Sally shook her head. “But, I mean… why Mars? Why leave this planet? It’s not overcrowded, is it?”
“Planet Earth eventually will be. The Serene are looking at things long-term. And by that I don’t just means decades or centuries, but millennia. They see Mars as the first step on the long outward push from Earth, an inevitable start of the human diaspora.”
“But what will it be like? I imagine red sands, desolate, bleak…”
“Forget about everything you know, or thought you knew, about the red planet. The Serene have changed all that, as they have a habit of doing. Imagine rolling countryside not dissimilar to Shropshire, vast forests, great oceans… A temperate world that will easily accommodate two billion human beings.”
“This is… staggering.”
“I know. Hard to take in at first. That’s how I felt when I was told.”
Sally looked at her friend. “You’ll be going, too?”
She nodded. “Eventually, perhaps in a year or two, when my work finishes on the current project. Look, talk it over with Geoff when he gets back, give it some serious thought. I’ll leave you a few e-brochures, for your eyes only. I’ll call in again in a few days, on my way back from Birmingham, and we can all discuss it then.”

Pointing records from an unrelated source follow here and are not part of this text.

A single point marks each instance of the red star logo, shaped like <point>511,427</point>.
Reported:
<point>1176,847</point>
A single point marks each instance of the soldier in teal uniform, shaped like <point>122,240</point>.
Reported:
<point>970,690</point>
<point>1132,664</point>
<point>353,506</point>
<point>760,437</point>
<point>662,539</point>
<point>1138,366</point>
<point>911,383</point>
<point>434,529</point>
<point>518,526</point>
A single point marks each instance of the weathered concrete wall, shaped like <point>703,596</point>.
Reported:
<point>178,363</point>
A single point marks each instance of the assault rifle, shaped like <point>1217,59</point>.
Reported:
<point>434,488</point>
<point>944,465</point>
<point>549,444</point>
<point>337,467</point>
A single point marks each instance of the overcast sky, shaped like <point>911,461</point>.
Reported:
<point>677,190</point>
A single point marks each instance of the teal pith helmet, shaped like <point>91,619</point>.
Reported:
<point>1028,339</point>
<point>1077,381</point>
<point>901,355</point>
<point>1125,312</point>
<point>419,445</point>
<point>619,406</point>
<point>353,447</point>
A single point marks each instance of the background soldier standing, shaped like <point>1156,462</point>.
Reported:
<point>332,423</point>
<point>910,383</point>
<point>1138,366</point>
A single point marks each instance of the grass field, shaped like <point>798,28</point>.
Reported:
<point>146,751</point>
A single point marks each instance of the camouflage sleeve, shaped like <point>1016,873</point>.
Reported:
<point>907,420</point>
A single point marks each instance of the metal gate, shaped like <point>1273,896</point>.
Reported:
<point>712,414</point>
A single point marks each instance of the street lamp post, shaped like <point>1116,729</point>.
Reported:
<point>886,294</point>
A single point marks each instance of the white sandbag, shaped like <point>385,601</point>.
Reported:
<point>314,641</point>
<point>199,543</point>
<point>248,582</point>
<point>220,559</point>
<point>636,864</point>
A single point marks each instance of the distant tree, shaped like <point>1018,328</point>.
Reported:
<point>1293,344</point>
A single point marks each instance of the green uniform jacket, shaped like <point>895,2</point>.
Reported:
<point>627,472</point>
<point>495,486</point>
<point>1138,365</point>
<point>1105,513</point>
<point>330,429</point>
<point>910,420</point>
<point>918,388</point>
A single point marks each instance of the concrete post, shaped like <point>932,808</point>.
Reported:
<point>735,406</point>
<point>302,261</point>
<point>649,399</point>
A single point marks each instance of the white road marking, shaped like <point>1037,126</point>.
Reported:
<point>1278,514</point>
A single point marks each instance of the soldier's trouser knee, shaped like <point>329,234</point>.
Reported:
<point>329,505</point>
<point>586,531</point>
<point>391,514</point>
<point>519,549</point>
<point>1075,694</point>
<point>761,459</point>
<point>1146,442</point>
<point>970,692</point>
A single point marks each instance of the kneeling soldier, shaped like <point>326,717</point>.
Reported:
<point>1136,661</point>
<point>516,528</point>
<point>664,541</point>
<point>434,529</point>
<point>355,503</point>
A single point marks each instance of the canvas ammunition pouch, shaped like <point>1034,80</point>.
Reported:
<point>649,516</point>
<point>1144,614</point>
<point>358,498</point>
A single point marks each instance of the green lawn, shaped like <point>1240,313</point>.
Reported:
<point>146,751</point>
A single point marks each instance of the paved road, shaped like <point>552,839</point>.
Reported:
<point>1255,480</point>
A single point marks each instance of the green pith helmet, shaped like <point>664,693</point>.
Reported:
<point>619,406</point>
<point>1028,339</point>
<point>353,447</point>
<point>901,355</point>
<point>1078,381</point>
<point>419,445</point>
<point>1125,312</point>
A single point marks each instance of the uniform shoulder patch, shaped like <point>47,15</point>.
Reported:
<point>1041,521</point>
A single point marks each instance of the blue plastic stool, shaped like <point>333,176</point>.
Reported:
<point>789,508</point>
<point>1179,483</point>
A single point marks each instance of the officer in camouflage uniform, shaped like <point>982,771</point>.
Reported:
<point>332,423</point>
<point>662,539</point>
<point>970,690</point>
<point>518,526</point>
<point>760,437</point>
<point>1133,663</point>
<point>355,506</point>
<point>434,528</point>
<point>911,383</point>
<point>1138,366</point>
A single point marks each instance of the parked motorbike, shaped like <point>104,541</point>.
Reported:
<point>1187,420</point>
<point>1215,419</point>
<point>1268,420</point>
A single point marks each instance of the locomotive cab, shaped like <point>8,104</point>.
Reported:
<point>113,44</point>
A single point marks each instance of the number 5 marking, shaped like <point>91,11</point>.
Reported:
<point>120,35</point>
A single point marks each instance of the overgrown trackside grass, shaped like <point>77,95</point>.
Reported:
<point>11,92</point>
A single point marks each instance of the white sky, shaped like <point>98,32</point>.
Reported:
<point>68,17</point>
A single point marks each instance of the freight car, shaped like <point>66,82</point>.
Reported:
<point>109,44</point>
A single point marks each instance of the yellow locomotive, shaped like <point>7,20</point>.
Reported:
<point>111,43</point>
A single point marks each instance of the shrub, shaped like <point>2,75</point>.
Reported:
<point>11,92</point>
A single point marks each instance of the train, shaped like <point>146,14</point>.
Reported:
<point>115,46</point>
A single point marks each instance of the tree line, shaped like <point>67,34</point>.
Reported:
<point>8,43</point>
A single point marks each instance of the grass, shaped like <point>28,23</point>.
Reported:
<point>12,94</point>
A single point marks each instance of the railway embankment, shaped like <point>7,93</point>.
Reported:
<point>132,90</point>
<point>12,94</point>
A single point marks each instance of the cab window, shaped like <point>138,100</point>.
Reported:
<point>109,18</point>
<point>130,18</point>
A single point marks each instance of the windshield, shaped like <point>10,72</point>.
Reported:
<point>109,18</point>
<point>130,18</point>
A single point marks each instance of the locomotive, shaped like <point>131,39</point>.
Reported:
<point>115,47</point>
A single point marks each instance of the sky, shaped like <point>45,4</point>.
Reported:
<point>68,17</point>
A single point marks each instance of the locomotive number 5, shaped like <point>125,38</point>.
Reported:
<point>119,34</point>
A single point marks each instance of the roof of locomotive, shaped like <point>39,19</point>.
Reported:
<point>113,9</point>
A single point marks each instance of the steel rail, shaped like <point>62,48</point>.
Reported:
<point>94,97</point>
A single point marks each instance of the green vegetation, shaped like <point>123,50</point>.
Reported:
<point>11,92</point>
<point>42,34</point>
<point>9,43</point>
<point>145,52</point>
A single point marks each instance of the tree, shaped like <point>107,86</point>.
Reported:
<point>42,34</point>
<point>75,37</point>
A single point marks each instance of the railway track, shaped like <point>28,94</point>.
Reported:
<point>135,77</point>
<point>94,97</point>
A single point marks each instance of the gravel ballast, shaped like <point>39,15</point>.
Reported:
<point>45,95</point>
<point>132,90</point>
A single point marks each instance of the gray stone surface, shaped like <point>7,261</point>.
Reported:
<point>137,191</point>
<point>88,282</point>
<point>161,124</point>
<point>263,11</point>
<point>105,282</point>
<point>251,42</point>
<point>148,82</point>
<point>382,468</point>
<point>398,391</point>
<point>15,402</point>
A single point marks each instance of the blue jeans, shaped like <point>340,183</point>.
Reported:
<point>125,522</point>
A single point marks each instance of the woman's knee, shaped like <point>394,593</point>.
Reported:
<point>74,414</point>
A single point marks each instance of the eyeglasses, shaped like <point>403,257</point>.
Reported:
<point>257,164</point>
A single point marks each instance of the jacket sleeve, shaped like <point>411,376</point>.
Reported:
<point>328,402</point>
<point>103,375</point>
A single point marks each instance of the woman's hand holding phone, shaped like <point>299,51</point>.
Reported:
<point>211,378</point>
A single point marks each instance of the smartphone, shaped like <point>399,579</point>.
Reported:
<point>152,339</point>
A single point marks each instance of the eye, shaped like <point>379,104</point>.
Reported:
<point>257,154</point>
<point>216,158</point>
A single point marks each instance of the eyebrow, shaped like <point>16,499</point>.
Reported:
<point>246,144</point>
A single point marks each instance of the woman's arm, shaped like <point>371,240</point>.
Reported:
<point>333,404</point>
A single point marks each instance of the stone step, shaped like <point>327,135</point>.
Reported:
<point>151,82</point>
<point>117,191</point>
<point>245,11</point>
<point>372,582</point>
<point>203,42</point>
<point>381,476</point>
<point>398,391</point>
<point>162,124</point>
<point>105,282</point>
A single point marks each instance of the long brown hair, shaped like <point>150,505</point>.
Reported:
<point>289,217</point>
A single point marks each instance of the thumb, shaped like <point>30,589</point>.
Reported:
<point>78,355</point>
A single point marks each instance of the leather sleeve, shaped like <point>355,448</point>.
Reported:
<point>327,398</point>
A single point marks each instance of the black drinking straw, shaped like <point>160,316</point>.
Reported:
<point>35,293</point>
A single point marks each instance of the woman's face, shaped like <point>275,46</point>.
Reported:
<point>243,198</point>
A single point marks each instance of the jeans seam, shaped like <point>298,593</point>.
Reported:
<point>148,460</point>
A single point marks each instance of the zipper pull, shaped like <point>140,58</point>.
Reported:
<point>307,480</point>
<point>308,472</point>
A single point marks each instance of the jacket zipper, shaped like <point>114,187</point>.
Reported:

Sally nodded, “Yes. Yes, of course.”
Kath smiled. “Now, did you say you’re cooking dinner tonight? Mind if I give you a hand?”
Sally laughed. “I’d love it, and no doubt Hannah will join in too.”
They left the garden and Kath said that she’d hired a car in London. “I’ll drive you back.”
“It’s not far, about half a kay on the edge of town overlooking the vale.”
“Sounds idyllic.”
“It is,” she said, and thought: too idyllic to leave. But Mars… what an opportunity!
They walked from the pub garden to the quiet, tree-lined road that led into town. As they walked towards the car, parked a little way along the road, Kath asked, “Why Shropshire?”
“As ever, there was a job advertised. I grew up just a few miles south of here, so it was like coming home.”
Kath stepped into the road and moved towards the driver’s door. She looked at Sally over the curving, electric-blue roof, and smiled. “‘That is the land of lost content, I see it shining plain’…”
“Meaning?”
“One can never go back, Sally. Only onwards…” She smiled again.
Sally would recall that smile for a long time to come.
The truck seemed to appear from nowhere. Sally saw a flash of movement in the corner of her eye as it swept past from the right. She heard a short scream and screamed herself as Kath was dashed away, rolled between her car and the flank of the speeding truck and deposited ten metres further along the road.
Sally ran to her friend and dropped to her knees, taking Kath’s limp hand to feel for a pulse but knowing what she would find.
Kath lay on her back, wide open eyes staring at the sky. She seemed physically uninjured, at first inspection; at least there were no wounds, no blood…
But the oval of her skull was misaligned, her jaw set at an odd angle, and the lack of pulse at her wrist confirmed everything Sally had feared.
She screamed, then scooped Kath into her arms and rocked back and forth, sobbing.
She looked down the road for the truck, but it had sped away as fast as it had appeared.
She fumbled with her phone, rang the emergency services and then just sat at the side of the road, holding Kath’s dead hand. There was no one else about, for which she was thankful. She did not want her grief intruded upon. It would be bad enough when the police and ambulance arrived, without the spurious sympathy of bystanders.
Memories flashed through her head, images of her time with Kath. They went back so far, had shared so much. It seemed so cruel to the girl and young woman Kath had been that, all along, her arbitrary end had awaited her like this in a future country lane.
What seemed like only minutes later an ambulance pulled up and two paramedics leapt from the cab and hunkered over Kath’s body. A police car pulled in behind Kath’s rented car and a tall officer climbed out, took Sally firmly by the shoulders and led her away from Kath.
Stricken, Sally watched the paramedics lift her friend’s body onto a stretcher, cover her face with a blue blanket with a finality she found heart-wrenching, and slide her into the back of the ambulance.
THE POLICE OFFICER was young, and seemed even younger in his summer uniform of light blue shirt and navy shorts. He indicated the pub garden and said, “You need a stiff drink, and I’ll take a statement. Did you see the vehicle that…?”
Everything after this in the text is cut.